Take customer relationships for example. The most basic need a customer has, according to Conley, is that we meet their expectations. Our products and services have to do what they expect them to do. He points out, however, that this alone rarely creates loyalty or the more-coveted evangelism. Fostering loyalty means identifying the desires customers have, which are typically desires for social connection/belonging and esteem. Evangelism comes when we offer customers the opportunity for transformation and self-actualization – to be more fully themselves, or the self they long to be.
This is solid advice for any firm that thinks it’s not tapping the full potential of its customer relationships. Start with the basics: Are we clear about what our clients expectations are for our product or service? Are we meeting their survival and safety needs? Second, how are our relationships and interactions – do we provide warm customer service? Do we make our clients feel important and valued? Finally, do we offer our clients an opportunity to be more than just a consumer?

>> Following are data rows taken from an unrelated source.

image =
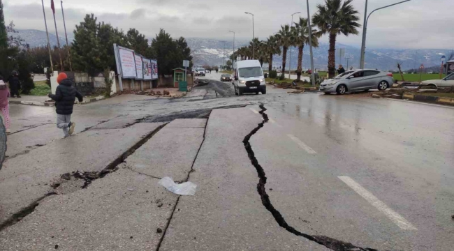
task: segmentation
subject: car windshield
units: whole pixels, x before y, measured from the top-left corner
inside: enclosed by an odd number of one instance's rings
[[[335,78],[337,79],[342,79],[342,78],[345,78],[346,76],[348,76],[349,75],[350,75],[350,74],[351,74],[351,73],[353,73],[354,72],[355,72],[354,70],[346,71],[346,72],[345,72],[344,73],[341,73],[341,74],[338,75]]]
[[[444,80],[454,80],[454,73],[448,75],[444,79]]]
[[[240,77],[261,77],[262,73],[261,67],[245,67],[238,69],[240,71]]]

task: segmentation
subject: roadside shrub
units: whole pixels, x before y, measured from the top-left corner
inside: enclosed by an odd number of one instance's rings
[[[270,73],[268,74],[268,77],[272,79],[277,78],[277,72],[274,70],[270,70]]]

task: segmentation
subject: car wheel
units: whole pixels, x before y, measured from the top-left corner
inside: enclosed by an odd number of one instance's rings
[[[380,91],[385,91],[388,89],[388,86],[389,84],[388,84],[388,82],[384,80],[379,83],[379,90]]]
[[[345,84],[341,84],[339,86],[337,86],[337,89],[336,89],[336,92],[337,94],[345,94],[345,93],[347,91],[347,87],[345,86]]]

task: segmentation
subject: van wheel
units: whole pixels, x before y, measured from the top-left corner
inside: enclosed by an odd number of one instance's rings
[[[337,94],[345,94],[345,93],[347,91],[347,87],[345,86],[345,84],[341,84],[339,86],[337,86],[337,89],[336,89],[336,92]]]
[[[379,90],[385,91],[386,89],[388,89],[388,86],[389,84],[388,84],[388,82],[383,80],[379,84]]]

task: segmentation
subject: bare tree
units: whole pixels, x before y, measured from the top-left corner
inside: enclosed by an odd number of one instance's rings
[[[399,73],[400,73],[400,76],[402,78],[402,81],[405,81],[405,79],[404,79],[404,73],[402,73],[401,66],[402,66],[402,63],[397,63],[397,68],[399,68]]]

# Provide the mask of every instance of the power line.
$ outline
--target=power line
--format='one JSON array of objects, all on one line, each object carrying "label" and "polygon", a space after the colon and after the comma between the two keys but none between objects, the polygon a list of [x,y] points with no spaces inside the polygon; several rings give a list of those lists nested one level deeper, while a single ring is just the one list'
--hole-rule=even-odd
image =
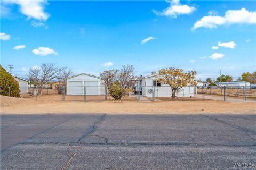
[{"label": "power line", "polygon": [[9,68],[9,74],[11,74],[11,69],[13,69],[13,65],[8,65],[6,68]]}]

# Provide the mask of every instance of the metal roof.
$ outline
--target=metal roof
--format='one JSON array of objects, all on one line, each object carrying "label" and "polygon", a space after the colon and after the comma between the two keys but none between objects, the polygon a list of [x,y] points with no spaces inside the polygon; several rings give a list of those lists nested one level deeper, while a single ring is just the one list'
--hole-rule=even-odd
[{"label": "metal roof", "polygon": [[76,77],[76,76],[79,76],[79,75],[88,75],[88,76],[92,76],[92,77],[94,77],[95,78],[97,78],[97,79],[101,79],[101,80],[102,80],[102,78],[99,77],[99,76],[95,76],[95,75],[91,75],[91,74],[86,74],[86,73],[81,73],[81,74],[77,74],[77,75],[73,75],[73,76],[70,76],[69,78],[68,78],[67,79],[67,80],[68,79],[71,79],[71,78],[74,78],[74,77]]},{"label": "metal roof", "polygon": [[220,82],[218,83],[214,83],[215,84],[236,84],[236,83],[250,83],[247,81],[230,81],[230,82]]},{"label": "metal roof", "polygon": [[30,82],[30,81],[28,81],[28,80],[26,80],[26,79],[22,79],[22,78],[19,78],[19,77],[17,76],[13,75],[12,76],[13,76],[13,77],[14,77],[14,78],[17,78],[17,79],[20,79],[20,80],[24,80],[24,81],[27,81],[27,82]]}]

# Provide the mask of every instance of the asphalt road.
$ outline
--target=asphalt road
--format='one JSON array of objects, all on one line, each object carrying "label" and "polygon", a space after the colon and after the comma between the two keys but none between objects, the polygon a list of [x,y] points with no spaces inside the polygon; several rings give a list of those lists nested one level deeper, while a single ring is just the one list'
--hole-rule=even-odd
[{"label": "asphalt road", "polygon": [[256,169],[256,115],[1,115],[1,169]]}]

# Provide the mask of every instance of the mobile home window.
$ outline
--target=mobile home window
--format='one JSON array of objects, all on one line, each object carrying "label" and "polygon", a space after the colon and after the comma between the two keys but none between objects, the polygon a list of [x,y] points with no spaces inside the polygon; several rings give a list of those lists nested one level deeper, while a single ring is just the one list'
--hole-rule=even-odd
[{"label": "mobile home window", "polygon": [[161,86],[161,83],[159,81],[156,80],[153,80],[153,86]]}]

At Joie de Vivre, they meet the top of the pyramid by offering what Conley calls “identity refreshment.” You stay at a hip hotel and you feel like the hipster you want to be. Through examples such as Harley Davidson, Whole Foods, Apple Computer, the high tech service group Geek Squad, as well as his own company, Conley provides numerous creativity-sparking stories and examples. The book is packed with tips for how to apply these ideas in your own firm. Equally valuable are his suggestions for building strong partnerships with employees and investors.
Can companies do reasonably well at the bottom or the middle of the hierarchy? Certainly. If you aspire, however, to levels of relationship that create evangelists for your brand, and resilient companies that can withstand volatile economic cycles, says Conley, you need to deliver value at all the points along the hierarchy: survival, success and transformation.